Why most people’s 401(k) savings won’t support them in retirement
Are you counting on the savings in your 401(k) to support you in retirement? Most Americans don’t have nearly enough to adequately fund their retirement years. A new report using U.S. Census Bureau data states, “A 25-year-old median earner in 1981 who contributed regularly would have about $364,000 by age 60 [under ideal conditions], but the typical 60-year-old in 2016 had less than $100,000.”
Why is that? There are a number of reasons. For one thing, many people don’t have access to a 401(k). Last year, just a little over a third of people in the private sector worked for employers that offered them.
Although this type of plan has been around since 1978, that’s at least a few years after many people who are preparing to retire entered the workforce. Even a few additional years of contributions to a 401(k) make a big difference in cumulative savings.

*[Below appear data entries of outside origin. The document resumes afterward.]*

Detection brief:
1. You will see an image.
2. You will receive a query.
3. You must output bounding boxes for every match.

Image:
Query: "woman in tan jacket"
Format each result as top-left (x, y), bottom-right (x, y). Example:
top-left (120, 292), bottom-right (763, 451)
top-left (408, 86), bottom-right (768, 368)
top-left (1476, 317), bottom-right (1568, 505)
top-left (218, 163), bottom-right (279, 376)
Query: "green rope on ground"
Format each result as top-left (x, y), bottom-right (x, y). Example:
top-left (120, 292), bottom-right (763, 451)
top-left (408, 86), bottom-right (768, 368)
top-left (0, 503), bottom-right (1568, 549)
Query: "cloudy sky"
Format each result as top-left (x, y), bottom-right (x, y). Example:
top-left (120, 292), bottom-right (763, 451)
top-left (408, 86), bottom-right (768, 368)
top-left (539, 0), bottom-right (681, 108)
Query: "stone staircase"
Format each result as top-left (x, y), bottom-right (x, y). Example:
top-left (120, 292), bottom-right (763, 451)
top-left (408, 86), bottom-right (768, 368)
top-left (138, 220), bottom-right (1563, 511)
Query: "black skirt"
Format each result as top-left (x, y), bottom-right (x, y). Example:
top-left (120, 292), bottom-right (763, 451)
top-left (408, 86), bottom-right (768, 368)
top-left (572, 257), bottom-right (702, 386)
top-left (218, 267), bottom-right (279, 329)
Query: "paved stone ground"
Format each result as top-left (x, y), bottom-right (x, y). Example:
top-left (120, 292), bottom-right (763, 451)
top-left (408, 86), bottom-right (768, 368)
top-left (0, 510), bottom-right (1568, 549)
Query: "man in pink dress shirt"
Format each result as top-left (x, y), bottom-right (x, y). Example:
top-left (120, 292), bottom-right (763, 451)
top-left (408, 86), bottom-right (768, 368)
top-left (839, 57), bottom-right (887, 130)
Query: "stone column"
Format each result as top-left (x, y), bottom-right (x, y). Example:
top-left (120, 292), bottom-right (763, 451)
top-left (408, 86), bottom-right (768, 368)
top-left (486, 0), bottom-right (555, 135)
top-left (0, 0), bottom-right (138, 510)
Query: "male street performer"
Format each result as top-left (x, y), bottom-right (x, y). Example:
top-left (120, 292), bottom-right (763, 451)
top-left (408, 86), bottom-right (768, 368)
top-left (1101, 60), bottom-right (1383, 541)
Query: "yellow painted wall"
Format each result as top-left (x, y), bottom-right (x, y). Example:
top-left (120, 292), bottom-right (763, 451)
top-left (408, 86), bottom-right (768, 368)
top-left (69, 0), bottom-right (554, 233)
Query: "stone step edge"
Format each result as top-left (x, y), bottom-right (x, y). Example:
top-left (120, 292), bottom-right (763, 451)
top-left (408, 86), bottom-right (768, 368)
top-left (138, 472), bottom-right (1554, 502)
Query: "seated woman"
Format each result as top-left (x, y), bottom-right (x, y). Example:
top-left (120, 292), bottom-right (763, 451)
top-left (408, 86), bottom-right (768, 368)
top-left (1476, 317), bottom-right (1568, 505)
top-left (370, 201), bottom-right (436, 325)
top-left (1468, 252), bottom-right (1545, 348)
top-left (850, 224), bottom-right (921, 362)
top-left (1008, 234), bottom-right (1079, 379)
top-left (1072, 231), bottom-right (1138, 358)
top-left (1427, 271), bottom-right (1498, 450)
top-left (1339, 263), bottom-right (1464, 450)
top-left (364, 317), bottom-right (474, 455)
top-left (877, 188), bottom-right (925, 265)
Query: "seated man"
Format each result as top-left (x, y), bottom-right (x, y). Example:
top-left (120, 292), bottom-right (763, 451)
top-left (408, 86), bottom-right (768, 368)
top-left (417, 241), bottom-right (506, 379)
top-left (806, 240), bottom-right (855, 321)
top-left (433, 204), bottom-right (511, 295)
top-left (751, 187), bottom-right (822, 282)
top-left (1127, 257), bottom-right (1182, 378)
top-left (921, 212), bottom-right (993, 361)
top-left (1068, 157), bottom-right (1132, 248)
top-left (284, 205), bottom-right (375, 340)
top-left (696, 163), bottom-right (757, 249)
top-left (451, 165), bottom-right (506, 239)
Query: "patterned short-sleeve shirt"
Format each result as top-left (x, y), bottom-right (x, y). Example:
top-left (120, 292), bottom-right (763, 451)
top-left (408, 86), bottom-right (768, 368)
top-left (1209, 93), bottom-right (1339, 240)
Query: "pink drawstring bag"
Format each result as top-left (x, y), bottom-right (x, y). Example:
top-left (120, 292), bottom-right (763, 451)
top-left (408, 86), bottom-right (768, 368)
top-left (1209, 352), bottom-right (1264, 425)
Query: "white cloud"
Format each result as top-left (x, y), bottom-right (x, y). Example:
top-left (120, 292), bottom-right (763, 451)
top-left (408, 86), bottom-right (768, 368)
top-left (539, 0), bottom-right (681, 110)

Another reason is that many people who invest part of their pre-taxable earnings every pay period in a 401(k) don’t take full advantage of it. By contributing at least as much as your employer matches, you can grow your savings significantly over time. However, many people don’t prioritize their 401(k) contributions. They believe (and maybe they do) need that money to pay the mortgage, college tuition and other expenses.
One of the worst mistakes people make is withdrawing money from their retirement account — whether it’s a 401(k), individual retirement account (IRA) or some other type of plan — early. By taking an early retirement distribution (before you reach 59 ½), you pay a 10% penalty, and you decrease your overall savings.
If you’re deeply in debt (whether you’re already in retirement or that day is far in the future), emptying your retirement accounts may seem like a necessary move. However, it may not be the best one in the long run. It wise to explore all of your options, including bankruptcy, to determine the short- and long-term impacts on your finances and your life.